Mercados doarão comida para evitar saques na Argentina

Rumores na capital e na região metropolitana de Buenos Aires indicam que haverá uma nova onda de roubos nos dias 19 e 20

ARIEL PALACIOS, CORRESPONDENTE / BUENOS AIRES, O Estado de S.Paulo

14 de dezembro de 2013 | 02h01

O governo da Província de Buenos Aires e os donos de supermercados da região concordaram em entregar sacolas de alimentos nas áreas de maior tensão social, como forma de acalmar os grupos de saqueadores nos dias prévios ao Natal.

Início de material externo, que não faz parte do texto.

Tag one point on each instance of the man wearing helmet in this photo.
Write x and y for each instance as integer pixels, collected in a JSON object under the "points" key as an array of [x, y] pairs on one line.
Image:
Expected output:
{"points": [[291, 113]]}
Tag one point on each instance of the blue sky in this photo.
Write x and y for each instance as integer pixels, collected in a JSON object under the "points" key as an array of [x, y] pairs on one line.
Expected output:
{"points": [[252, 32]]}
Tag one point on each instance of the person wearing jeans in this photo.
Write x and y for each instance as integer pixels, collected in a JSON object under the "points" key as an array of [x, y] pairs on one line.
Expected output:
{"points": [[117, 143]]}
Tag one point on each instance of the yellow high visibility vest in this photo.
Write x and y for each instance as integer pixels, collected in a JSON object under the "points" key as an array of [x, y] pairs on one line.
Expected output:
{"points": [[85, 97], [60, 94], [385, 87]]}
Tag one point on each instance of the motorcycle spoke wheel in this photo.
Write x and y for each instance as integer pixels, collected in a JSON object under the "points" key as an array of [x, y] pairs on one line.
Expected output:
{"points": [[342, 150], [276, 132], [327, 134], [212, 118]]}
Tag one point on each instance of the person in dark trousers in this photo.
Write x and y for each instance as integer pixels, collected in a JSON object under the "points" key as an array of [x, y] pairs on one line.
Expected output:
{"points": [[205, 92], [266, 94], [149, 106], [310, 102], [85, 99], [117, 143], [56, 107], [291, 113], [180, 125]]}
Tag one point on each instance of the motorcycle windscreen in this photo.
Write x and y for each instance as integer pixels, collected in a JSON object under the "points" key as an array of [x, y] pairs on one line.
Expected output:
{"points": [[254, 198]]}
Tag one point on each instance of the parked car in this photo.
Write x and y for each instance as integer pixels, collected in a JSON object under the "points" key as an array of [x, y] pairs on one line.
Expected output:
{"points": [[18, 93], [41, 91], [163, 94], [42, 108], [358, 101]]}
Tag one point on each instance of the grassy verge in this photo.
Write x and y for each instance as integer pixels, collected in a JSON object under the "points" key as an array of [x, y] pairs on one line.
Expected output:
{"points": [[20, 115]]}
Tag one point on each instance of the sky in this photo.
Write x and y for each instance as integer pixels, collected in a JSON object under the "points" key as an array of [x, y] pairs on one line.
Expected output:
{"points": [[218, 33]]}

Ao distribuir as sacolas como "cestas natalinas", o governo provincial pretende evitar que os municípios da Grande Buenos Aires, onde residem 10 milhões de pessoas, transformem-se em foco de distúrbios nas próximas semanas.

A entrega de sacolas de comida pelos supermercados para evitar saques é uma prática que se tornou comum em dezembro de 2001, quando milhares de estabelecimentos comerciais foram depredados em toda a Argentina. Essa política de apaziguamento dos grupos de saqueadores continuou em 2002 e repete-se ocasionalmente desde então.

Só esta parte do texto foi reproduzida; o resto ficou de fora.